For teachers and staff, he provided training in trauma interventions through the Mountain Plains Mental Health Technology Transfer Center Network (MHTTC) and professional development instruction on self-care. For students, he introduced the Calm Classroom approach that teaches mindfulness techniques. He also increased classroom visits from therapy pets, their tranquil effects on students moving some principals to tears.

The best thing that helped students continuing virtual learning, Geoff said, was assigning each middle- and high-school student a mentor teacher who provided emotional support over Zoom.

The efforts paid off: 87% of secondary students reported they had a supportive adult they couldlean on, one of the positive factors known to build resiliency. Teachers reported a reduction in stress and anxiety after using the Calm Classroom approach. And inpatient admissions for psychiatric care decreased 25% from last school year.

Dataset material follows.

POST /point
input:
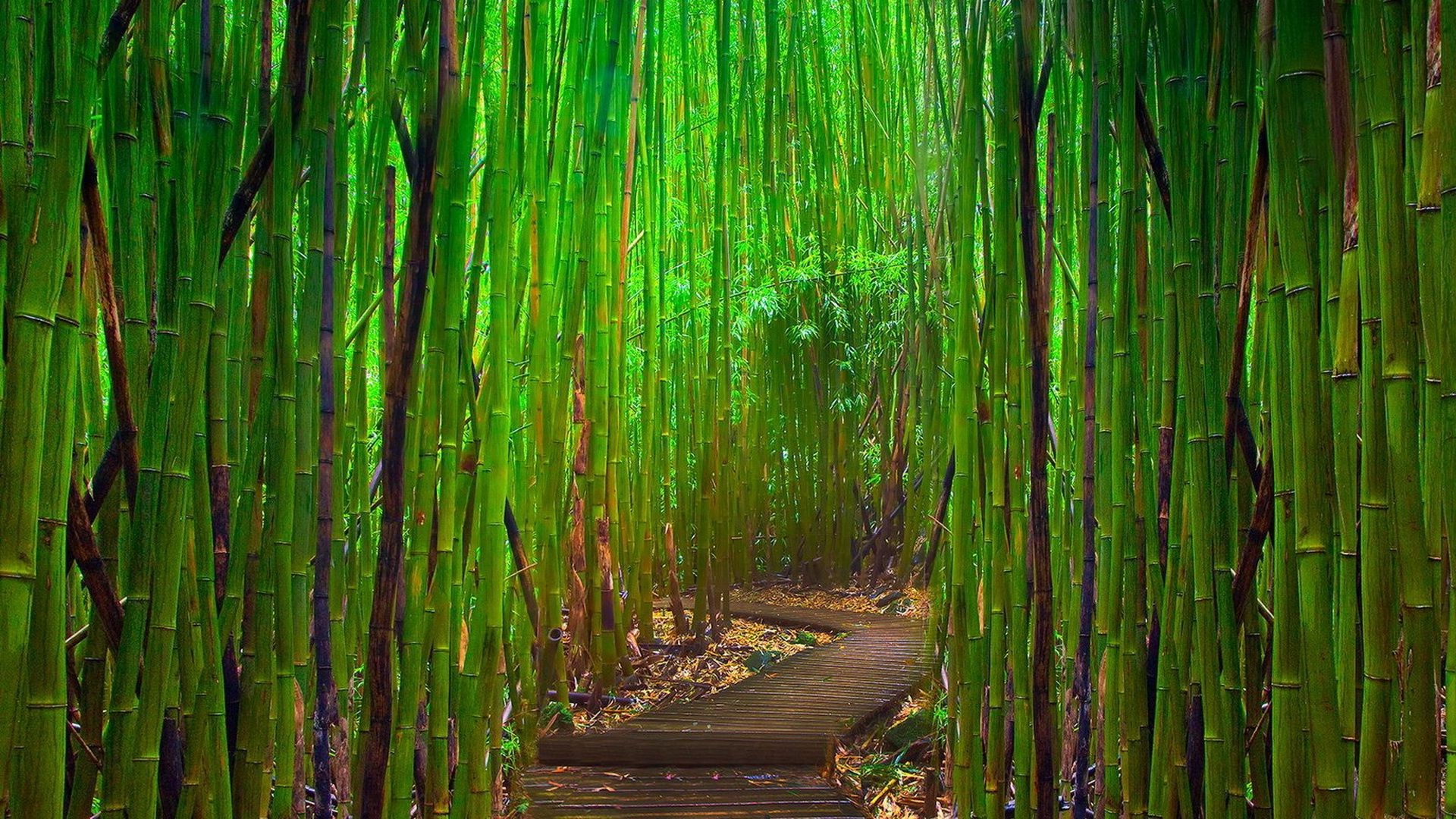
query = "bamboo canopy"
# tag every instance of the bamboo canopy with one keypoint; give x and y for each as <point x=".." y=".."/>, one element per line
<point x="369" y="368"/>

GFPS was also selected as one of only 15 school systems nationwide to participate in the National Center for Safe Supportive Schools Learning Collaborative, which will help Geoff and his team continue improving its system-wide approach to addressing mental health.

“The challenges that the pandemic brought on highlighted the importance of supports, mental health services and relationships,” Geoff shared.

“But there was an emphasis on the importance of belonging and what that does for our mental health, too.”